Commentaire : le présent article autorise le transfert de la propriété de l'hôtel du commandement de la marine situé à Papeete de l'État à la Polynésie française.

I. LE DROIT EXISTANT

Par une décision en date du 26 mai 2015, le ministère de la Défense a procédé au déclassement de la parcelle de l'hôtel de la marine sise boulevard Pomare à Papeete, d'une surface totale de 3 276 mètres carrés.

Cette parcelle, qui relève désormais du domaine privé de l'État , a été remise au service du domaine de la direction des finances publiques de Polynésie française pour cession .

Une cession de domaine public à domaine public dans le cadre de l'article L. 3112-1 du code général de la propriété des personnes publiques (CG3P) n'étant pas applicable en l'espèce, une disposition législative est nécessaire pour organiser les modalités du transfert de ce bien de l'État à la Polynésie française.

II. LE DISPOSITIF ADOPTÉ PAR L'ASSEMBLÉE NATIONALE

Le présent article a été adopté par l'Assemblée nationale à l'initiative du Gouvernement et avec un avis favorable de la commission .

Il autorise le transfert en pleine propriété, à titre gratuit, à la Polynésie française de l'hôtel du commandement de la Marine situé à Papeete afin qu'elle y réalise à ses frais un Centre de mémoire des expérimentations nucléaires en Polynésie française.

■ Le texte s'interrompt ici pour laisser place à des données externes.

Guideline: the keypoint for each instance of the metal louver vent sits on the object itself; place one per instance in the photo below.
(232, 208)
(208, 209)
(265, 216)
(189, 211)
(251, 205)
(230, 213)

Une fois l'acte authentique constatant le transfert, la Polynésie française est substituée à l'État dans les droits et obligations liés au bien qu'elle reçoit en l'état.

Deux garanties sont prévues :

- d'une part, si, dans les quinze années suivant la signature de cet acte, la Polynésie française revend le bien transféré , y compris de manière fractionnée, ou cède des droits réels portant sur le bien transféré, elle est tenue de verser à l'État un complément de prix , correspondant à la moitié de la différence entre le produit des ventes et la somme des coûts ayant été supportés par la Polynésie française, y compris au titre de la dépollution ;

- d'autre part, si, dans les cinq années suivant la signature de cet acte, la Polynésie française n'a pas procédé à la réalisation du Centre de mémoire, le bien est rétrocédé de plein droit à l'État à titre gratuit.

III. LA POSITION DE VOTRE COMMISSION DES FINANCES

Vos rapporteurs spéciaux soutiennent ce transfert , par lequel l'État honore la promesse faite à la Polynésie française de disposer d'un lieu dédié à la mémoire des essais nucléaires réalisés sur ce territoire.

Par ailleurs, le cadre proposé participe d'un certain équilibre , puisque le transfert de propriété est assorti de conditions garantissant l'objectif de l'opération .

C'est pourquoi vos rapporteurs spéciaux vous recommandent d'adopter le présent article sans modification .

Décision de la commission : votre commission vous propose d'adopter cet article sans modification.


* 31 Loi n° 2005-32 du 18 janvier 2005 de programmation pour la cohésion sociale.

* 32 Loi n° 2015-990 du 6 août 2015 pour la croissance, l'activité et l'égalité des chances économiques.

* 33 Loi n° 2013-61 du 18 janvier 2013 relative à la mobilisation du foncier public en faveur du logement et au renforcement des obligations de production de logement social.

* 34 Selon la réponse de la direction de l'immobilier de l'État au questionnaire budgétaire de vos rapporteurs spéciaux.